I haven’t heard from Rico. I hope he’s all right. It must be tough for him in some ways. I feel for his family. This is the price we pay to fight for justice and what is right.
No exceptions.
6-25-2002
» Reflections, Writing
The day went by quickly in a sense that it seems like I’m in a different time zone. In many ways life in Ad Seg (Administrative Segregation) is operating in an abnormal way. A person’s mind will get break in and adopt to the working of the new environment after the first initial shock. I was mentally prepared and desensitized so I was able to embrace the situation. I haven’t been dwelling into the present and what might be in stored in the future. It could sound like I’m in denial. Maybe in a small way, but I’m not. I didn’t want to think about the unknown and speculate too much. I choose to go with the flow.
I had a productive workout in the afternoon. I need to keep it up. It helps my mind to stay focus.

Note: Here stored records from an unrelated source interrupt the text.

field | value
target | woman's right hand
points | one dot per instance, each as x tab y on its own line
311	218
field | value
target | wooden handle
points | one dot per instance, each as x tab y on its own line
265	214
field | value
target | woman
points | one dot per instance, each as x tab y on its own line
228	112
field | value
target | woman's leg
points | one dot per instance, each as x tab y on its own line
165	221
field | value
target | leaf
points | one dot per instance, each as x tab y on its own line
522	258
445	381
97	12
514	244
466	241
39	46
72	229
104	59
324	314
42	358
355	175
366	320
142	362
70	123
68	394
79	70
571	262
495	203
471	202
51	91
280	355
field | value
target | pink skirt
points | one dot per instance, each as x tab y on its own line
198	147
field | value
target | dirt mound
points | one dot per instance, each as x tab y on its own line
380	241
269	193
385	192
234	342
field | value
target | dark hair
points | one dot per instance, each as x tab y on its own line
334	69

I received a postcard from C. He requested my authorization to file a group 602. I appreciate his help. I wrote him back and gave him a quick update. Hopefully the court will appoint him to represent me soon.
B sent me a Weekly along with some wisdom. She spoke about making compromises as a socially aware person. She’s concerned about my well being. She wants to see me get out of prison and make a more effective impact in society. I was thinking the same topic before I received her letter. I wrote her and expressed my appreciation. I need to have a dialogue with her and others about the “compromise†topic. Deep inside I know what I feel and need to do. I just need to crystallize it and start moving forward. I hope I will be able to overcome this present struggle and come out victorious. Then I can utilize my discipline and work toward my parole and get out of prison.
I received a copy of the latest motion from the court. It was a duplicate one I sent, but without my signature. I hope the court will rule on my motions soon and help me end this forced retreat.
I did some reading and went to sleep.